- The paper introduces a novel method that uses 3D Gaussian splats from mobile captures to generate simulation-ready mesh reconstructions.
- The paper demonstrates that fine-tuning on personalized meshes significantly boosts navigation performance compared to zero-shot approaches.
- The paper’s approach reduces cost and complexity by utilizing consumer-grade devices, making sim-to-real transfers scalable for diverse robotic applications.
EmbodiedSplat: Personalized Real-to-Sim-to-Real Navigation with Gaussian Splats from a Mobile Device
This technical essay provides an overview of the "EmbodiedSplat" method, which aims to streamline the implementation of sim-to-real navigation systems in embodied AI. The authors propose leveraging Gaussian Splats from mobile phone captures to create navigational proxies in simulated environments. This document consolidates the methodology, experiments, and potential implications within Embodied AI domains as described in the paper.
Introduction
Embodied AI traditionally encounters challenges when transferring skills acquired in high-fidelity simulations to unpredictable real-world situations. The sim-to-real gap is primarily due to differences in simulation fidelity and real-world scene complexities that are difficult to fully capture using high-resolution but cumbersome capture devices. The paper introduces EmbodiedSplat as a methodology to bridge this gap effectively, utilizing 3D Gaussian Splatting (GS) for mesh reconstruction derived from iPhone captures.
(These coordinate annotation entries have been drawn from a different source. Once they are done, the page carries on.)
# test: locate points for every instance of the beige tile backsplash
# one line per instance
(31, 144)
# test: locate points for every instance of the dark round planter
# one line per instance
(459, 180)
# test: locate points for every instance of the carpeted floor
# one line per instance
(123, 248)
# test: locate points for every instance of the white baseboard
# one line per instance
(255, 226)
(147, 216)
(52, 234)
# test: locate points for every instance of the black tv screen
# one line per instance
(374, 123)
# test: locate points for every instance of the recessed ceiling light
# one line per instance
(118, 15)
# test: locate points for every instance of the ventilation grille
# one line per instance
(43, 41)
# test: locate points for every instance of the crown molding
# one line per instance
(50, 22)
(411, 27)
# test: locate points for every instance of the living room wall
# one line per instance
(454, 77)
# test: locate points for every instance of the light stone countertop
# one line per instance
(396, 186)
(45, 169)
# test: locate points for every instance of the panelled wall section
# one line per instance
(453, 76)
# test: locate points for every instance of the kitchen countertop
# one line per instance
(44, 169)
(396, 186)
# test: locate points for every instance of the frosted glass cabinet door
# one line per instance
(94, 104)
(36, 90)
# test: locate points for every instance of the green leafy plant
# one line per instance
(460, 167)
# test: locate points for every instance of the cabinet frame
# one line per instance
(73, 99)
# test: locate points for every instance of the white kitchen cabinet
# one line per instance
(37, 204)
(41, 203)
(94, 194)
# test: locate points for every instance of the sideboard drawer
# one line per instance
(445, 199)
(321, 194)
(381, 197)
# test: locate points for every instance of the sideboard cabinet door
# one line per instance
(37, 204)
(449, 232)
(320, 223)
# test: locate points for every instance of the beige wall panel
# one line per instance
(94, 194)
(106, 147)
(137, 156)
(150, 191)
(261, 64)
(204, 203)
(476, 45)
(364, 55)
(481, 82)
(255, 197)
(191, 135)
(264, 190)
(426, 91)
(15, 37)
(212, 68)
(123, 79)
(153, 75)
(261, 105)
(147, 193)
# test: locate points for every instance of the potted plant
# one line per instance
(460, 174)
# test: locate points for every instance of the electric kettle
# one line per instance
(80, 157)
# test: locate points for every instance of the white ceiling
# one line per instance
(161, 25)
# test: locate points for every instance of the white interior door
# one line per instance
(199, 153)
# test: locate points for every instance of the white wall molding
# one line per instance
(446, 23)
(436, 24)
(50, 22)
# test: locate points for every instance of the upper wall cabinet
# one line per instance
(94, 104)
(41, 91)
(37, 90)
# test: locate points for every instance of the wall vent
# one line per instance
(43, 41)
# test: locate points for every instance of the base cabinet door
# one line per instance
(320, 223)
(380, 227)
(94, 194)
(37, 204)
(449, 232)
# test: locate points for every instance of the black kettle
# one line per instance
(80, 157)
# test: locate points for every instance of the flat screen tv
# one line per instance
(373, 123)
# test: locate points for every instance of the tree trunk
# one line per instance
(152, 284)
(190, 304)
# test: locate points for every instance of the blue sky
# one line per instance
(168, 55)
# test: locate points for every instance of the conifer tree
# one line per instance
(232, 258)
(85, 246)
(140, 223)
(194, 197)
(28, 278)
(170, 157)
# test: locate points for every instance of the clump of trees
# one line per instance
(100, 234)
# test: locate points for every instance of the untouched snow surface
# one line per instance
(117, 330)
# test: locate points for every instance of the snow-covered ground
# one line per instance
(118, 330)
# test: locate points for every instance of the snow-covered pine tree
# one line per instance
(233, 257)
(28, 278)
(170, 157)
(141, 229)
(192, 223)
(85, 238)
This approach personalizes policy training, tuning it to specific scenes to optimize navigation policies within real-world settings.
Figure 1: Overview of EmbodiedSplat showing the sim-to-real transfer via 3D Gaussian Splatting using mobile phone captures.
Methodology
The EmbodiedSplat framework integrates four key stages: scene capture, 3D Gaussian Splat training, ImageNav episode synthesis, and real-world policy deployment. The process begins with the use of consumer-grade smartphones to capture deployment environments, leading to rapid subsequent mesh reconstruction.
Scene Capture and Gaussian Splats
Using Polycam and Nerfstudio on iPhones, the pipeline initiates by capturing scenes that are converted into 3D Gaussian Splats. DN-Splatter is employed for mesh conversion through a depth-and-normal regularization process. The reconstructed meshes are integrated into Habitat-Sim for training, where episodic navigation tasks are synthesized to prepare the policy for real-world evaluation.
Figure 2: The EmbodiedSplat Pipeline illustrating integration and deployment processes.
Experimental Design
The effectiveness of EmbodiedSplat is validated through a series of experiments split into zero-shot evaluations, fine-tuning scenarios, and real-world applications.
Zero-shot and Fine-tuning
Initial zero-shot testing reveals that pre-trained models on large-scale datasets (HM3D, HSSD) display varying success rates when directly transferred to new environments. Notably, fine-tuning significantly enhances performance, particularly in complex and large-scale scenes divergent from typical training datasets.
(Figure 3) (Figure 4)
Figures 4 & 5: Zero-shot validation success rates for different pretrained policies.
Real-world Transfer
The paper includes real-world validation where fine-tuned policies are deployed using a Stretch robot in a real scene. Fine-tuning not only improves success rates over zero-shot baselines but also resonates with improved performance in practice, as depicted by their real-world evaluation.
Figure 5: Real-world success rates demonstrating improvement post-fine-tuning on respective meshes.
Discussion and Future Work
EmbodiedSplat's contributions highlight a significant reduction in the cost and complexity associated with gathering effective training environments for navigation policies. The methodology provides an efficient solution for personalized and scenario-specific sim-to-real transfers, possibly extending to various robotics domains such as manipulation and mobile assistance.
Future research directions could explore integrating Gaussian Splatting visual data directly into policy architectures or testing similar methodologies in broader embodied tasks including object manipulation and complex room interaction. This scalability from small rooms to extensive building environments marks a notable potential advancement for minor and large-scale embodied AI systems.
Conclusion
EmbodiedSplat represents a promising stride in personalized navigation policy training using low-cost yet high-quality mesh reconstructions from consumer devices. By aligning simulation and real-world performance more closely, it addresses traditional limitations in embodied AI, paving the way for diverse applications across robotic systems and tasks.